Penggunaan aspirin dan ibuprofen atau naproxen pada saat yang sama

harus dihindari, atau setidaknya OAINS sebaiknya diberikan sekitar 2 jam

setelah pemberian aspirin [10]. Interaksi farmakodinamik tidak diharapkan

pada OAINS preferensi COX-2 relatif (diklofenak) atau OAINS selektif

COX-2.

4. Kesimpulan

Sekarang ini, tidak dapat dibayangkan kedokteran tanpa OAINS

aspirin atau non-aspirin, yang merupakan landasan konsep modern

pencegahan penyakit kardiovaskuler dan penghilang nyeri. Dari sebuah obat

penghilang nyeri dan antipiretik, aspirin berkembang menjadi toksin gaster

dan akhirnya sebuah pelindung yang mengatasi penyakit kardiovaskuler

tromboemboli. OAINS efektif mengatasi nyeri somatik ringan hingga berat

dengan cara yang unik, khususnya apabila berhubungan dengan penyebab

inflamasi, tetap teguh di tempatnya meskipun dilaporkan memiliki beberapa

efek samping yang merusak. Pengembangan OAINS selektif COX-2

mengurangi risiko ulserasi gastrointestinal secara signifikan, akan tetapi masih

terdapat peningkatan angka kejadian infark miokardium, gagal jantung,

hipertensi, dan insufisiensi ginjal akut. Kelas terbaru donor nitrat oksida yang

Page 20: OAINS

menghambat COX (CINOD) menawarkan beberapa perspektif. Efikasi

OAINS selektif COX-2 maupun OAINS non-selektif dapat bervariasi

tergantung pasien dan indikasinya. Dalam kasus yang tidak efektif,

penggantian dengan OAINS dari kelas kimia berbeda merupakan pilihan

terapeutik yang masuk akal. OAINS non-selektif seperti ibuprofen atau

naproxen dapat mengganggu efek inhibisi triombosit protektif aspirin dengan

pengikatan COX-1 kompetitif. Dokter harus memperhitungkan risiko

gastrointestinal dan kardiovaskuler dan interaksi yang mungkin pada pasien

ketika meresepkan OAINS. Harus diinformasikan kepada pasien mengenai

manfaat yang diharapkan dan risikonya. Dampak nyeri dan prioritas

menghilangkan nyeri pada pasien ditunjukkan oleh sebuah penelitian pada

pasien osteoartritis di Kanada, yang menunjukkan bahwa sebagian besar

pasien akan menerima beberapa risiko tambahan perdarahan ulkus dan sedikit

serangan jantung atau stroke untuk mengurangi nyerinya [67].
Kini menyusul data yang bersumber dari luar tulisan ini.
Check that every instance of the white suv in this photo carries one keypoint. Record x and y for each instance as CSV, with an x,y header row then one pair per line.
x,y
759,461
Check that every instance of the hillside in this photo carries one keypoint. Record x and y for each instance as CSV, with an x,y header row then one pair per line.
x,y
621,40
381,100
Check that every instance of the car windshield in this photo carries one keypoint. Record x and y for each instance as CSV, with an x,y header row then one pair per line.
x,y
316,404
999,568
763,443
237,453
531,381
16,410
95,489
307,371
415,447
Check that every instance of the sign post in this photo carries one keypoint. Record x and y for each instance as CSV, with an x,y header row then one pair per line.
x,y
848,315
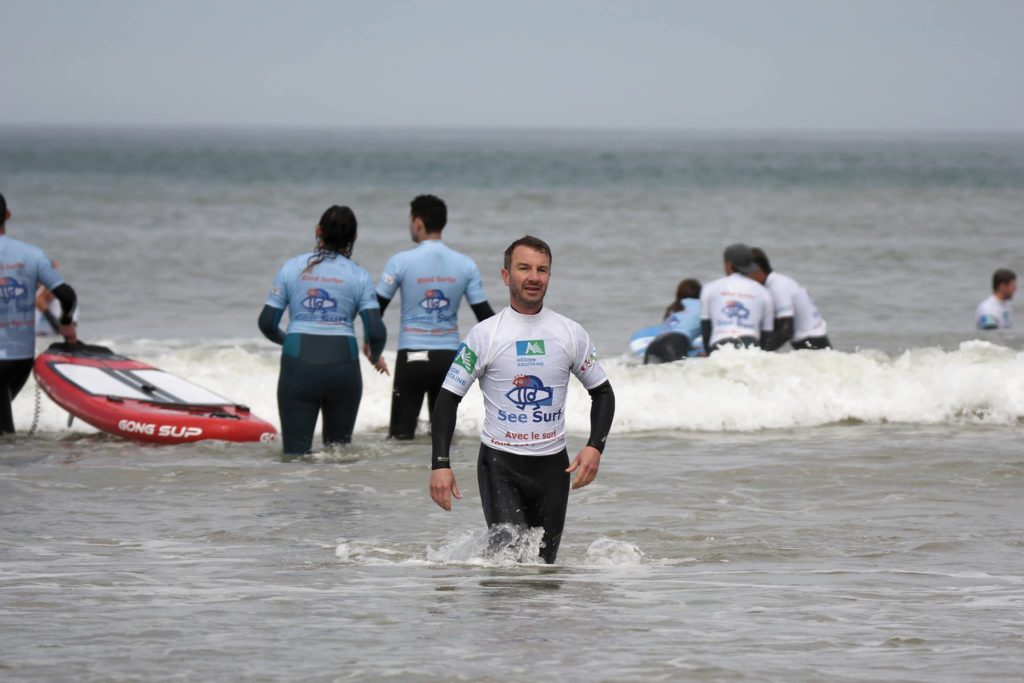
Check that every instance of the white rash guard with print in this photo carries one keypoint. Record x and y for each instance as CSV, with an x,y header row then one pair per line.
x,y
523,364
736,306
792,300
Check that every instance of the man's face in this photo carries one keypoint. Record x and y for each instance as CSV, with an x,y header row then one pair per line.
x,y
526,279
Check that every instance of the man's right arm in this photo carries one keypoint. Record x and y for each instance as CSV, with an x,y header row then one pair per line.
x,y
442,484
782,334
66,295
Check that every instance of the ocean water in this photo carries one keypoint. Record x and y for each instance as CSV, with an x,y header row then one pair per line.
x,y
848,515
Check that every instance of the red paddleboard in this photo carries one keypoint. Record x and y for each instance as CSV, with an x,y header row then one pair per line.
x,y
133,399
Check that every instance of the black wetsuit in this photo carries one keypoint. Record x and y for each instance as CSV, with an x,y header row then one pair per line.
x,y
523,491
417,373
320,374
420,373
668,348
14,373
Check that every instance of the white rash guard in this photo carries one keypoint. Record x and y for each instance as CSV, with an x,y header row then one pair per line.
x,y
792,300
523,364
736,306
993,312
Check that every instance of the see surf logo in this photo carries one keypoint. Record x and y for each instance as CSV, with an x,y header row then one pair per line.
x,y
529,390
434,300
529,347
11,289
736,310
318,300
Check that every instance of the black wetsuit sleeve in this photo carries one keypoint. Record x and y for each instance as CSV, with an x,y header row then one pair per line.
x,y
602,410
375,333
782,334
66,295
482,310
442,428
269,318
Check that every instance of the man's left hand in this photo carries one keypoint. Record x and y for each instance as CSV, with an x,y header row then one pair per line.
x,y
585,465
69,333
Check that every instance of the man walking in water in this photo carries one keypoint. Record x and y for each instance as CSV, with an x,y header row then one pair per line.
x,y
22,267
996,311
523,357
736,310
433,279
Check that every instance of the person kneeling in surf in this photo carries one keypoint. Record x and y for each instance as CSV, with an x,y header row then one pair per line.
x,y
523,357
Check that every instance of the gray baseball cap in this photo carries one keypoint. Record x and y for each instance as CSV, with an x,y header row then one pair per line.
x,y
740,257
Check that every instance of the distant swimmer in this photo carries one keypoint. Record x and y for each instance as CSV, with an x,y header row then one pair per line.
x,y
523,357
323,292
996,311
433,279
680,335
24,266
736,310
797,316
48,310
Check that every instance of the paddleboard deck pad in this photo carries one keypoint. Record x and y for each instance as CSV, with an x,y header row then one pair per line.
x,y
130,398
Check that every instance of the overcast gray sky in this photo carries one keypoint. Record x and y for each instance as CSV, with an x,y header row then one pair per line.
x,y
818,65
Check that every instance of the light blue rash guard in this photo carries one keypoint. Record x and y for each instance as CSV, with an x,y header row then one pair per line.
x,y
686,322
433,278
326,299
22,267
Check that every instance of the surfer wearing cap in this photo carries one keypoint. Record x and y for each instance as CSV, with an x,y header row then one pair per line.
x,y
23,266
523,357
996,310
797,316
680,333
433,279
736,310
324,291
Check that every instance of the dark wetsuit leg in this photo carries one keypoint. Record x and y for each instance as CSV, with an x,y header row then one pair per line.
x,y
812,343
525,492
13,375
317,372
738,342
667,348
413,380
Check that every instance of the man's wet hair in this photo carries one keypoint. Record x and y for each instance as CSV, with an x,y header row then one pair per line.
x,y
761,258
338,227
1001,276
431,210
527,241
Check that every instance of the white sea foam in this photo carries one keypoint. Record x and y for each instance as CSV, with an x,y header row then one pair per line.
x,y
502,545
611,552
733,390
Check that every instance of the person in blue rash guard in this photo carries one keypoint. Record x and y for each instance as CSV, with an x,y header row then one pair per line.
x,y
23,266
680,334
433,279
320,363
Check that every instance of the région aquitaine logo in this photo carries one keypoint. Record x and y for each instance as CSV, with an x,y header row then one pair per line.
x,y
736,309
318,301
434,300
465,358
11,289
529,347
529,390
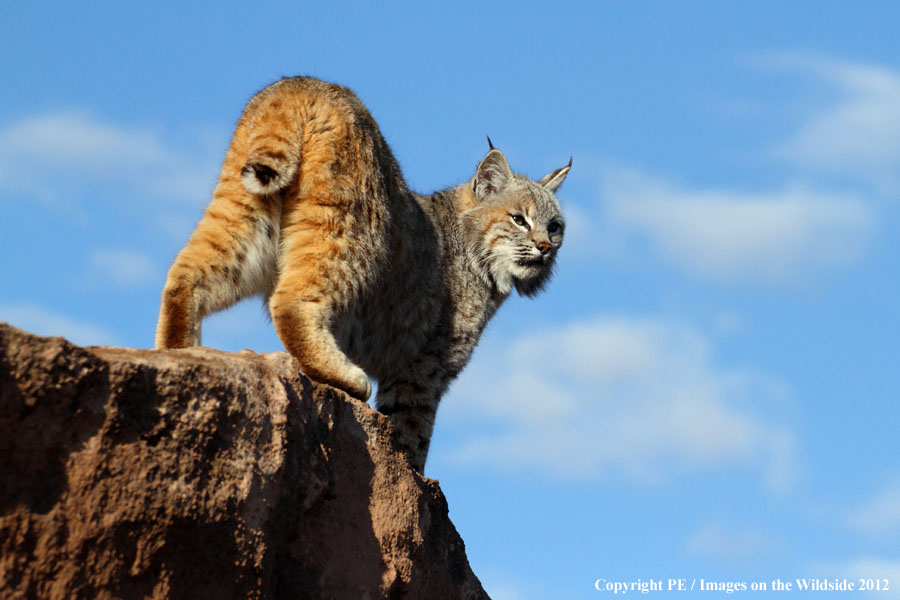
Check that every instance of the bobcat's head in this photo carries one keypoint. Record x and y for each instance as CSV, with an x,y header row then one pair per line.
x,y
515,226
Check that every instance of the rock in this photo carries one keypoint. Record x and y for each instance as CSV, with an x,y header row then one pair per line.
x,y
202,474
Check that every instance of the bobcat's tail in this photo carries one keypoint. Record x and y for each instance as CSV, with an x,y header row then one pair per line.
x,y
274,151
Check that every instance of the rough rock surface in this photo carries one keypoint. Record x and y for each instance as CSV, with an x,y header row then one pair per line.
x,y
202,474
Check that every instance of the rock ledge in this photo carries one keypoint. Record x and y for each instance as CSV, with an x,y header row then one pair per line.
x,y
202,474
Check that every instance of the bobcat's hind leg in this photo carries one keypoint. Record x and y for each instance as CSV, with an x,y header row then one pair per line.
x,y
229,257
412,408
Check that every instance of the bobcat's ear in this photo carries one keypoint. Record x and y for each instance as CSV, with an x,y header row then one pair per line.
x,y
553,180
493,175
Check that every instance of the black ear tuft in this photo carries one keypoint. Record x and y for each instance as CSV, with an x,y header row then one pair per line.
x,y
492,176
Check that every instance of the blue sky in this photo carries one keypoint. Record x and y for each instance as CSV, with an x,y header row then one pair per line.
x,y
708,389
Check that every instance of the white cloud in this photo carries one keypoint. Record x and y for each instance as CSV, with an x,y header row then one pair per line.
x,y
880,516
126,268
740,237
858,133
638,397
40,321
713,540
46,154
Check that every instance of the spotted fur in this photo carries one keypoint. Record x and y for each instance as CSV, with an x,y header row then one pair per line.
x,y
362,276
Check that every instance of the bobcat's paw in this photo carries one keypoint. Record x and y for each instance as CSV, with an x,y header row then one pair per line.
x,y
359,385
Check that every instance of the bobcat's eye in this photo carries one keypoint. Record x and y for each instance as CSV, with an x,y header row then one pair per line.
x,y
520,221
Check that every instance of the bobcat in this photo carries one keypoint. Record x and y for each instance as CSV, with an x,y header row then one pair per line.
x,y
361,275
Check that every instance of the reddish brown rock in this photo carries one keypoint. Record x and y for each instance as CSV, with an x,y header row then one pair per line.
x,y
201,474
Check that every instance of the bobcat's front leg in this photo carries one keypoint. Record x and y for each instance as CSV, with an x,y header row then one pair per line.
x,y
412,407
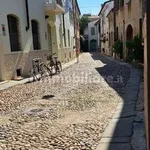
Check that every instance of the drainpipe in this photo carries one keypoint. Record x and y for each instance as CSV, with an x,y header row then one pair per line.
x,y
27,15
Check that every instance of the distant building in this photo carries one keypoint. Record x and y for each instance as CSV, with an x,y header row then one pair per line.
x,y
76,14
91,34
31,29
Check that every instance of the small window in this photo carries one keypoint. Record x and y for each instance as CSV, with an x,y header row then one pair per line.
x,y
121,3
93,31
36,35
13,27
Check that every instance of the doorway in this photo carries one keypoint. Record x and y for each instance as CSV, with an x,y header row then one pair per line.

Sebagai diktum sentral dalam pengobatan OAINS, dokter harus selalu

meresepkan dosis efektif terendah untuk jangka waktu sesingkat mungkin.
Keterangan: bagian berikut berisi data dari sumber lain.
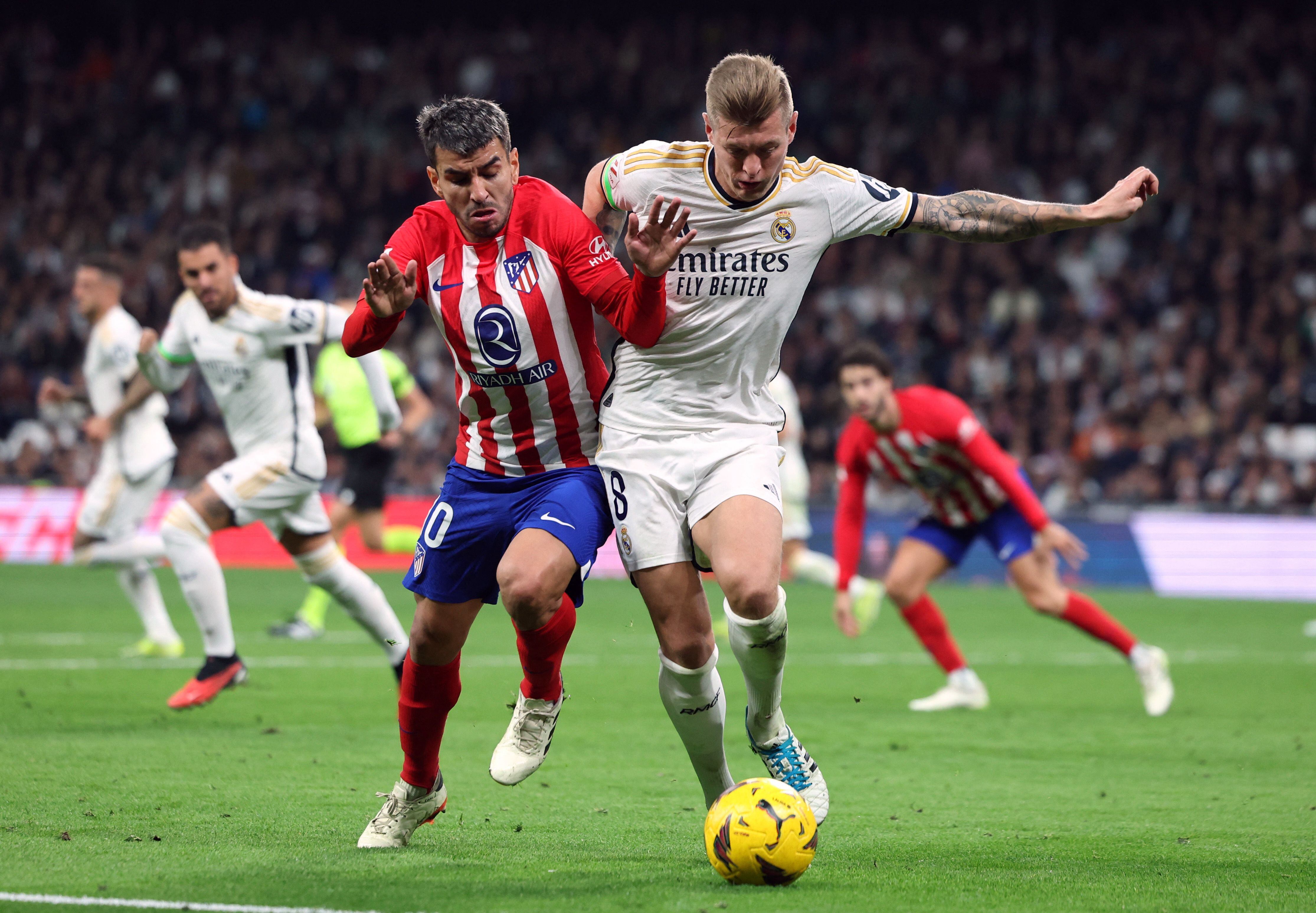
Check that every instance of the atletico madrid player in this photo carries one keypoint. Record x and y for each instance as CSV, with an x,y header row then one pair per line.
x,y
513,273
929,440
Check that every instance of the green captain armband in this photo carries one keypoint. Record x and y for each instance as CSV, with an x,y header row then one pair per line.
x,y
173,359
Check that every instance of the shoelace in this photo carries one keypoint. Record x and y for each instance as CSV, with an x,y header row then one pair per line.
x,y
788,766
531,728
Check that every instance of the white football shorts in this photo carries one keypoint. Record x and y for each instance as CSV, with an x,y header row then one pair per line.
x,y
796,496
660,485
114,507
260,487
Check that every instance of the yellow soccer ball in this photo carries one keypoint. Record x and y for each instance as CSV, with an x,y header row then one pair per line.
x,y
761,832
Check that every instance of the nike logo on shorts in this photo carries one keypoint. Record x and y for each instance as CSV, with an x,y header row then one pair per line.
x,y
554,520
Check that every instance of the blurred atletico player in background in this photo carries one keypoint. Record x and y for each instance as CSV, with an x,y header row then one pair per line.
x,y
929,440
513,273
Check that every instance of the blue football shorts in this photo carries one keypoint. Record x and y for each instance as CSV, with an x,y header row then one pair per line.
x,y
478,514
1006,531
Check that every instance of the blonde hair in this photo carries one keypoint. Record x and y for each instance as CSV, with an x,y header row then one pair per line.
x,y
748,89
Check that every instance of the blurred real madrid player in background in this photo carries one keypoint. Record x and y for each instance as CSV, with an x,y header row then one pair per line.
x,y
343,397
136,453
252,351
799,561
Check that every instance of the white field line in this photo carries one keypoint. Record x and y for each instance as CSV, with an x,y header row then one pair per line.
x,y
510,661
87,664
61,900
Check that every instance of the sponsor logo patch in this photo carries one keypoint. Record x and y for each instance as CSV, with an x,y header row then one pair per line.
x,y
783,227
520,272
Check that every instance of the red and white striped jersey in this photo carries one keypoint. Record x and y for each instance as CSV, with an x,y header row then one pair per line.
x,y
516,315
942,451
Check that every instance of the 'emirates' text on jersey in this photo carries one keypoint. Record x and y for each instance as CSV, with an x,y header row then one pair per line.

Ketika memulai OAINS harus diperkirakan risiko gastrointestinal,

kardiovaskuler, dan renovaskuler. Harus diresepkan obat protektif gaster jika

diindikasikan. Pasien dengan risiko kardiovaskuler tinggi harus mendapatkan

aspirin profilaksis dosis rendah. Jika terapi OAINS tambahan diperlukan,

naproxen merupakan OAINS pilihan, dikombinasi dengan dosis PPI atau

misoprostol yang adekuat, terlepas dari ada tidaknya risiko gastrointestinal

tambahan [48]. Naproxen harus diminum dua jam setelah aspirin. OAINS

selektif COX-2 harus dihindari pada pasien dengan risiko kardiovaskuler

tinggi. Pasien dengan risiko kardiovaskuler dan gastrointestinal yang tinggi

sama sekali harus menghindari terapi OAINS.